How do you know which data accurately reflects the financial health of your business?
One way of finding out how successful your business is doing on a broad level is by comparing the company’s revenue and profits from previous years. Although these terms may seem to belong to accountants and bookkeepers, understanding the difference is crucial to know where your business is headed. Let’s take a look at the difference between revenue and profit, and why that difference matters.
Simply put, revenue is the total amount of income a business generates in a given period, prior to subtracting any deductions. Taking all of the business’s sales from the year would calculate its annual revenue.
To be more precise, revenue is the total amount of money generated from the sale of goods or services – only from typical business operations. Interest in a bank account, for example, would not count toward a company’s revenue.
It is also important to note that there are two kinds of revenue: gross revenue and net revenue (or net sales). Gross revenue is the total sales a company processes in a given period, whereas net revenue takes into account the cost to process those sales. This usually includes discounts on items, returns, and allowances.

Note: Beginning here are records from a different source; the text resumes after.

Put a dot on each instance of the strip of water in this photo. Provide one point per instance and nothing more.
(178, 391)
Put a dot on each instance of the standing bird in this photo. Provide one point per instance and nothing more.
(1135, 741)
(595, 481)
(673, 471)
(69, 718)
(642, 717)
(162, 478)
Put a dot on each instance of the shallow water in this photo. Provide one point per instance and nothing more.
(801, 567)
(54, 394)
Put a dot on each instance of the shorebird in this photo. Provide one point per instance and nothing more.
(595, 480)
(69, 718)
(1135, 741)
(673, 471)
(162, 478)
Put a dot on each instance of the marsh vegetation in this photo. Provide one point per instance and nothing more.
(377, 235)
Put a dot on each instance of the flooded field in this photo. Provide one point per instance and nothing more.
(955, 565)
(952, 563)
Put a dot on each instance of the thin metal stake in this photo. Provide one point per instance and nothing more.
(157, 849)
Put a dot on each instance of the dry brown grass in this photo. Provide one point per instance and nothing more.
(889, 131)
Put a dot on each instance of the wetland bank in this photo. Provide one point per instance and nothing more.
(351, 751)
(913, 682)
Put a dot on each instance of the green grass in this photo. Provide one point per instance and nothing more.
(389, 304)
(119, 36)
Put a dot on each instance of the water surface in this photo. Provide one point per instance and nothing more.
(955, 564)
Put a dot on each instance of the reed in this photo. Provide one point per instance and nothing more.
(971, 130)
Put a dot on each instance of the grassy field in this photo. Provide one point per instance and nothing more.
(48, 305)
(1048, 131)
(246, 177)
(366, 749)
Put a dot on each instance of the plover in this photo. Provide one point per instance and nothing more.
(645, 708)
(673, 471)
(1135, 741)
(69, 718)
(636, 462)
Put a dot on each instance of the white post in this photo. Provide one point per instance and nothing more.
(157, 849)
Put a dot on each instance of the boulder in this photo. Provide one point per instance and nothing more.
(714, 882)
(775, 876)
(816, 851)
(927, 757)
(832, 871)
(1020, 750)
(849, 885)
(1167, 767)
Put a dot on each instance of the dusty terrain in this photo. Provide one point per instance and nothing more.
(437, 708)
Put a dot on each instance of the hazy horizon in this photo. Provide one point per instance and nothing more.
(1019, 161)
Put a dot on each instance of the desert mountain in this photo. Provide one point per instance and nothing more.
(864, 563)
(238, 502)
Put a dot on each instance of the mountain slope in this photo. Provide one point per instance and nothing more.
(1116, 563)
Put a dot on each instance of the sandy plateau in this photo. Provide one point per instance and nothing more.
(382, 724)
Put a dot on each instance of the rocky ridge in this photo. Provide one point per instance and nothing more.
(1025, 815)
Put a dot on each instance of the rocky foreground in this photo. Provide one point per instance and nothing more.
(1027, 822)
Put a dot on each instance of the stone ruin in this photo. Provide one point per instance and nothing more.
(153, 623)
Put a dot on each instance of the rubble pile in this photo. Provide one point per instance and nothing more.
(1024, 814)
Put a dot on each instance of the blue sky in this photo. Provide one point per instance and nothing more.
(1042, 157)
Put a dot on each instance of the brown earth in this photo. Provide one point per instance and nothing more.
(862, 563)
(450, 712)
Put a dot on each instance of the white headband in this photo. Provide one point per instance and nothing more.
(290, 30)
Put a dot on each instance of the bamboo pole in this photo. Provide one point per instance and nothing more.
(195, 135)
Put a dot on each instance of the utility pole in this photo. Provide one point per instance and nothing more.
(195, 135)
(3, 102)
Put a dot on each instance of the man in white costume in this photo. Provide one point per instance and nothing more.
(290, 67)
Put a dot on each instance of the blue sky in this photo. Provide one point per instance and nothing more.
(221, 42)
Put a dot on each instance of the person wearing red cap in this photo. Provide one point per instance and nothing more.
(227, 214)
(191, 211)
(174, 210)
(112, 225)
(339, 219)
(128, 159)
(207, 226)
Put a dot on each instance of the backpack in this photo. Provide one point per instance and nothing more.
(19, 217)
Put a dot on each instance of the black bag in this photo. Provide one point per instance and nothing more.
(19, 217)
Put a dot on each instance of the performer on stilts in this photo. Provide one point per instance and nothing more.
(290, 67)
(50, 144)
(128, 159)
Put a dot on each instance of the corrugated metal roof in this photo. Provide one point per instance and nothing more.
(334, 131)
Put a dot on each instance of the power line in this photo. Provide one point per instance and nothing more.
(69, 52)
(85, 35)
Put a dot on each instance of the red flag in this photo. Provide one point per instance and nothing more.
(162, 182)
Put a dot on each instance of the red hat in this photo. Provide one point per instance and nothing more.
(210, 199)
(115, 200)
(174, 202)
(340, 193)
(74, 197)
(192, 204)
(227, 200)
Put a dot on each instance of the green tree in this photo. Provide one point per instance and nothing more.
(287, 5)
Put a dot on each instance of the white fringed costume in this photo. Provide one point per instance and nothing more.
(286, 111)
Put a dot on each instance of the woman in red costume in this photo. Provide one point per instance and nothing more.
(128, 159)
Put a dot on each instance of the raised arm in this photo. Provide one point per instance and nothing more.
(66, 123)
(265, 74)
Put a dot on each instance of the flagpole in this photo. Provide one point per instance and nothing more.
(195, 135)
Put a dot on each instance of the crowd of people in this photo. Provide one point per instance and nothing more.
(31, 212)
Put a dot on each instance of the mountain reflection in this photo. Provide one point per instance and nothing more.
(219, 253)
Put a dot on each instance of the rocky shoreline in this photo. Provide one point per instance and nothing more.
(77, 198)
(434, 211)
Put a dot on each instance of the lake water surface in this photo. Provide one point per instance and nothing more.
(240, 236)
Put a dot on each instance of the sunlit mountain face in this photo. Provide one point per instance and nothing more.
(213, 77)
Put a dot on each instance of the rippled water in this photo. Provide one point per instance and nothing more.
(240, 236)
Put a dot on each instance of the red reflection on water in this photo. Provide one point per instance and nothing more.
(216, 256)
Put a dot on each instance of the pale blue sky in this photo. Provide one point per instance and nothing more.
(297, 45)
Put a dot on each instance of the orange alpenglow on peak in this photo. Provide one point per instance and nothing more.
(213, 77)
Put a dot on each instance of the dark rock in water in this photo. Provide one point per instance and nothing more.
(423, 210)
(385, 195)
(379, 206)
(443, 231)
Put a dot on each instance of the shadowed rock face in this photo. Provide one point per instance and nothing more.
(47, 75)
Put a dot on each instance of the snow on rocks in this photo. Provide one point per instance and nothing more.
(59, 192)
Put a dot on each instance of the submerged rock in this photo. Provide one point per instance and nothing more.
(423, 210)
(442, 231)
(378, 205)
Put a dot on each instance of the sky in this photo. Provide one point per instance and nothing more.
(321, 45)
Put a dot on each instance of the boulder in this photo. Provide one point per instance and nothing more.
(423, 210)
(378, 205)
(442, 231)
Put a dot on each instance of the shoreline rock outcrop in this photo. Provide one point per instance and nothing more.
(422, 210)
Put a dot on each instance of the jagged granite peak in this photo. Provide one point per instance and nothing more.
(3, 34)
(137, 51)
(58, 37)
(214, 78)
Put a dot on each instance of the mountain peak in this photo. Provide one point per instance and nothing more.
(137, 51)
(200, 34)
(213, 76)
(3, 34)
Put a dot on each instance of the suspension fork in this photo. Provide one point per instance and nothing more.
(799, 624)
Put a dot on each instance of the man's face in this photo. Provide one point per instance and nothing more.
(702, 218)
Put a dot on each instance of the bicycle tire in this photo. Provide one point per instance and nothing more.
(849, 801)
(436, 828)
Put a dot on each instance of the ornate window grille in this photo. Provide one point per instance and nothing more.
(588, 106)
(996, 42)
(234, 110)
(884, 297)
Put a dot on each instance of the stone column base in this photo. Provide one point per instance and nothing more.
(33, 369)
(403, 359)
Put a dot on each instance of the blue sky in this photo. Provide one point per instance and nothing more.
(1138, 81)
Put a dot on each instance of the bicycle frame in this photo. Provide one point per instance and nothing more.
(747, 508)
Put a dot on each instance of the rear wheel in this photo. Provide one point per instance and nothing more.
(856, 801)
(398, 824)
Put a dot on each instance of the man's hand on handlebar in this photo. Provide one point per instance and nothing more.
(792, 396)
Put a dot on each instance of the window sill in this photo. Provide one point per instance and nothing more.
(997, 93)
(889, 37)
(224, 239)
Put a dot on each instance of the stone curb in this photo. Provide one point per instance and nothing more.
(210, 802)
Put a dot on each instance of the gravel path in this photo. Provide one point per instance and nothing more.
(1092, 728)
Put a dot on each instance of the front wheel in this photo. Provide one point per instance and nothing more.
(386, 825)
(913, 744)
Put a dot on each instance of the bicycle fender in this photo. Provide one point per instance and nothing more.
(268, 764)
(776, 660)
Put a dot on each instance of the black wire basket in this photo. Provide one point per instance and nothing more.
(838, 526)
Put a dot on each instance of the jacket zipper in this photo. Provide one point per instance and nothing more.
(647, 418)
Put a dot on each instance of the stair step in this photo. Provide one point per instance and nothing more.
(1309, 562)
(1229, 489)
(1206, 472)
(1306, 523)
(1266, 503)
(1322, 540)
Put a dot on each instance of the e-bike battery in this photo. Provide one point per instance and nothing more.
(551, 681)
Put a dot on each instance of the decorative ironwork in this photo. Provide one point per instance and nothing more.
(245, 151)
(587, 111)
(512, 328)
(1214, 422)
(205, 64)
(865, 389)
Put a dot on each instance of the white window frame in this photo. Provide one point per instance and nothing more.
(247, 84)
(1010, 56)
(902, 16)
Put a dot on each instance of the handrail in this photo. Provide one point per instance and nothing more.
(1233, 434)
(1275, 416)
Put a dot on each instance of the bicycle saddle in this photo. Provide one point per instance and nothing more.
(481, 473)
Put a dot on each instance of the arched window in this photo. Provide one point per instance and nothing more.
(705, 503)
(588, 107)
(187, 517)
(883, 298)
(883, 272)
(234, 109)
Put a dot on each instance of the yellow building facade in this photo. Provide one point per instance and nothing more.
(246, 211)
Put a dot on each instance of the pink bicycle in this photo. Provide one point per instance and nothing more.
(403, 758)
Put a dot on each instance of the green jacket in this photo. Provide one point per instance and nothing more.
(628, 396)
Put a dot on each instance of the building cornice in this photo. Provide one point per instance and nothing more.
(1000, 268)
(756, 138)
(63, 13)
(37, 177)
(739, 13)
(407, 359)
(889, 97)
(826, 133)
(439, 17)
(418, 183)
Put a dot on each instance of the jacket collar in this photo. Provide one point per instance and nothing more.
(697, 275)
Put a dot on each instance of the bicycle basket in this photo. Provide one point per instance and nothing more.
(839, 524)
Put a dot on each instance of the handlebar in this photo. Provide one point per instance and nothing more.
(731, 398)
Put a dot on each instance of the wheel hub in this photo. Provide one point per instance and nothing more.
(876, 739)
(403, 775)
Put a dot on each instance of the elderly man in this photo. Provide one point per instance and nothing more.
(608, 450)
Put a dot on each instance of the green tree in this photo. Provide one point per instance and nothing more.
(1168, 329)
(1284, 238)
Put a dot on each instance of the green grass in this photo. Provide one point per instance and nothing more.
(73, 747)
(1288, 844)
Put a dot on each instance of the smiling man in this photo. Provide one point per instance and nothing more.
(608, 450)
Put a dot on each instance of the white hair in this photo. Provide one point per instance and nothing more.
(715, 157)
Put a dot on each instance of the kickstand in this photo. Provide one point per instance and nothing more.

Here’s a quick formula for calculating net revenue:
Gross Revenue (Net Sales) - Cost of Sales = Net Revenue
Though revenue on its own cannot measure the financial health of a business, it is an extremely useful metric to track. For one, it can help you track the growth of your business. If your net revenue has increased from the prior year, it could be due to higher production of goods – or less cost to produce them. It can also help you track how well you are doing compared to competitors. To help you understand the sales your business is making, try asking these questions when calculating your revenue:
Revenue is not the whole story. Profit (also known as net income) is a term that denotes the number of funds left over in a business after all expenses have been paid. Profit can also be called the ‘bottom line’ as that is the number left over at the bottom of a balance sheet. It’s crucial to recognize that this number does not have to be a positive integer. Negative profits are a sure sign that something in a business needs to change – and fast.
While some would argue that revenue is the key indicator of a business’s success, profits are just as important. After all, you likely wouldn’t invest in a company that is losing money year after year, so why would you run one?
Here’s a simple formula for calculating your profit from your revenue.
Gross Revenue - Sales Costs - Operating Expenses = Earnings Before Interest & Taxes (EBIT)
Once you have calculated your Earnings Before Interest and Taxes, simply subtract the amount of interest accumulated. This will give you your Taxable Income amount. Simply calculate your taxes and subtract them from this number to get your net income/profit. Here’s the full breakdown starting from net revenue:
Net Revenue - Operating Expenses - Interest - Taxes = Profit
Keep in mind that though it may be tempting to just focus on the end profits, the money you get to retain for yourself, every line in the formula is worth paying attention to. Here are some questions you should be asking when you are calculating your annual profits:
To reiterate: revenue is the amount gained solely from sales of your business’s goods/services, whereas profit also takes into account all business expenses and taxes. Both are key performance indicators for the health of a business that shouldn’t be interpreted in isolation. Being a successful entrepreneur means knowing your business inside and out. Understanding revenue and profit in your business is a key step to achieving your financial goals.